To investigate this relationship between macrophages and yersiniabactin-producing E. coli, the researchers took bone-derived macrophages and grew them together with the bacteria for 14 days. Using a suite of molecular techniques, they saw that the hypoxia-inducible factor 1-alpha (HIF-1α) signaling pathway proteins were more localized towards the nucleus of macrophages that were in the presence of yersiniabactin, indicating the pathway’s role in this relationship. The HIF-1α pathway triggers inflammation and profibrotic macrophage activity (6).

“We think that the immune cells are recognizing the bacteria and then telling the fibroblasts, for some reason, to lay down the scar tissue.”

As the team went on to fully dissect the genetic regulation of HIF-1α, they found that yersiniabactin was stealing away zinc from the macrophages. Zinc, like other metal ions, helps bacterial enzymes function properly, and prior work has demonstrated that yersiniabactin can also act as a zincophore (7,8). Without the intracellular zinc regulating HIF-1α, the macrophages started running rampant and activating nearby fibrotic cells. Furthermore, they saw high levels of HIF-1α expression in colon tissue samples from both CD patients and IBD mouse models.

Coombes, who was not involved in the study, stated that a translational limitation of this work was that the mice used in this study only had the one E. coli species present and not the normal microbial diversity seen in humans.  Additionally, he wished to have seen direct measurements of yersiniabactin produced, instead of the indirect measurement of HIF-1α expression.

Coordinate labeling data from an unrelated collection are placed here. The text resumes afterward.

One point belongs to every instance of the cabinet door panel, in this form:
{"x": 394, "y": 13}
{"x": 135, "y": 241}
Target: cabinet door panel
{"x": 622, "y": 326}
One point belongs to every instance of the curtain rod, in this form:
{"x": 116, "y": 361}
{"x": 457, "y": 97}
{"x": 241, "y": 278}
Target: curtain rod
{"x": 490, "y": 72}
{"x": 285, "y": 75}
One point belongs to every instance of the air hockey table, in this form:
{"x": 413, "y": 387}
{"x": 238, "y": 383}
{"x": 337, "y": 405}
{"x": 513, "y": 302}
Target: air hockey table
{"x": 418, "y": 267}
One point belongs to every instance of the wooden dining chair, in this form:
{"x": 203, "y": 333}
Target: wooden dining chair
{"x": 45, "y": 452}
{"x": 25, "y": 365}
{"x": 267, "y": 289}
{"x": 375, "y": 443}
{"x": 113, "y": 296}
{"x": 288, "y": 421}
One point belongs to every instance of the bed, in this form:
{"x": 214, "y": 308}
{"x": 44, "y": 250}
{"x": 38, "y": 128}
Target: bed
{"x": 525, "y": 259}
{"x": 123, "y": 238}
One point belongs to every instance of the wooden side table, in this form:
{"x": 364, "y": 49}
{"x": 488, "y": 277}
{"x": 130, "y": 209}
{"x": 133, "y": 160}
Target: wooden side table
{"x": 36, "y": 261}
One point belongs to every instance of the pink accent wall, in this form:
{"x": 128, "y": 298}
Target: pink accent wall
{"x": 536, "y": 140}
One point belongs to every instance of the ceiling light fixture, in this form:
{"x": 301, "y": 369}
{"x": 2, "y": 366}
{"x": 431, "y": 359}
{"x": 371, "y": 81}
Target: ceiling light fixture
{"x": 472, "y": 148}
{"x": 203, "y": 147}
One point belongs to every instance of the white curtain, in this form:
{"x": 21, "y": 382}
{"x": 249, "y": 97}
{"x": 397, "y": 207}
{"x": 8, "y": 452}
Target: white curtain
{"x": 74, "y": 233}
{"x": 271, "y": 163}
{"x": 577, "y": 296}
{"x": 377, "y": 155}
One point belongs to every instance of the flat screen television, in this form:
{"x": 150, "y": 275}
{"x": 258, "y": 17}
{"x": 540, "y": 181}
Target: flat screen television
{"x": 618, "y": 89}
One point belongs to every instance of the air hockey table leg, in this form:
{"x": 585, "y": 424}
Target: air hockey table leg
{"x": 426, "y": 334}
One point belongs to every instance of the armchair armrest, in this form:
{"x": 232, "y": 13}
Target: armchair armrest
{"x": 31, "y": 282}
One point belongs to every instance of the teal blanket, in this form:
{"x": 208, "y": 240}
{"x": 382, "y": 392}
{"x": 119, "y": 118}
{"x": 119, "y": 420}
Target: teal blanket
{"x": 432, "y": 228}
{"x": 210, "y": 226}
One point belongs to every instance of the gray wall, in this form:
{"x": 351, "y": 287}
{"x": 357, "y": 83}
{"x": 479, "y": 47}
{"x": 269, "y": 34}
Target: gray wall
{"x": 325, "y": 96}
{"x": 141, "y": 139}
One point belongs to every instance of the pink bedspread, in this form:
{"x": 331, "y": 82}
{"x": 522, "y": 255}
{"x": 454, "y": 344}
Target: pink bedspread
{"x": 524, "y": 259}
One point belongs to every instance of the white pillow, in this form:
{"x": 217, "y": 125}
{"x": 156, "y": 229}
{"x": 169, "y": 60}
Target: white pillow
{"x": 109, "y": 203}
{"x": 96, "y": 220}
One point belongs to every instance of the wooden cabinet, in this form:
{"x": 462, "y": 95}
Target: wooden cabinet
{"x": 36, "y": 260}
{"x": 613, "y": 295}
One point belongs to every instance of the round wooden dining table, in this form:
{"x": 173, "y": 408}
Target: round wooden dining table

Arthur’s team is eager to follow up on this work and explore other signaling pathways disrupted by yersiniabactin or metal sequestration in general. Ahn is developing a new fibrotic mouse model that is missing HIF-1α expression to confirm what was seen in the macrophages. Furthermore, the team is working on exploring the relationship of yersiniabactin, macrophages, and fibrosis using spatial transcriptomics.

“There're a lot of new things in here,” said Coombes. “So I think this brings us closer to understanding the mechanisms better of where this inflammation is coming from.”

References

1. Seyedian, S.S. et al. A review of the diagnosis, prevention, and treatment methods of inflammatory bowel disease. J Med Life 12, 113-122 (2019).
2. D’Alessio, S. et al. Revisiting fibrosis in inflammatory bowel disease: the gut thickens. Nat Rev Gastroenterol Hepatol 19, 169–184 (2022).
3. Ahn, J.H. et al. Intestinal E. coli-produced yersiniabactin promotes profibrotic macrophages in Crohn’s disease. Cell Host & Microbe 33, 71-88.e9 (2025).
4. Agus, A. et al. Understanding Host-Adherent-Invasive Escherichia coli Interaction in Crohn’s Disease: Opening Up New Therapeutic Strategies. Biomed Res Int  2014, 567929 (2014).
5. Ellermann, M. et al. Yersiniabactin-Producing Adherent/Invasive Escherichia coli Promotes Inflammation-Associated Fibrosis in Gnotobiotic Il10^−/− Mice. Infect Immun 87, e00587-19 (2019).
6. McGettrick, A.F. & O’Neill, L.A.J. The Role of HIF in Immunity and Inflammation. Cell Metab 32, 524–536 (2020).
7. Gammoh, N.Z. & Rink, L. Zinc in Infection and Inflammation. Nutrients 9, 624 (2017).
8. Behnsen, J. et al. Siderophore-mediated zinc acquisition enhances enterobacterial colonization of the inflamed gut. Nat Commun 12, 7016 (2021).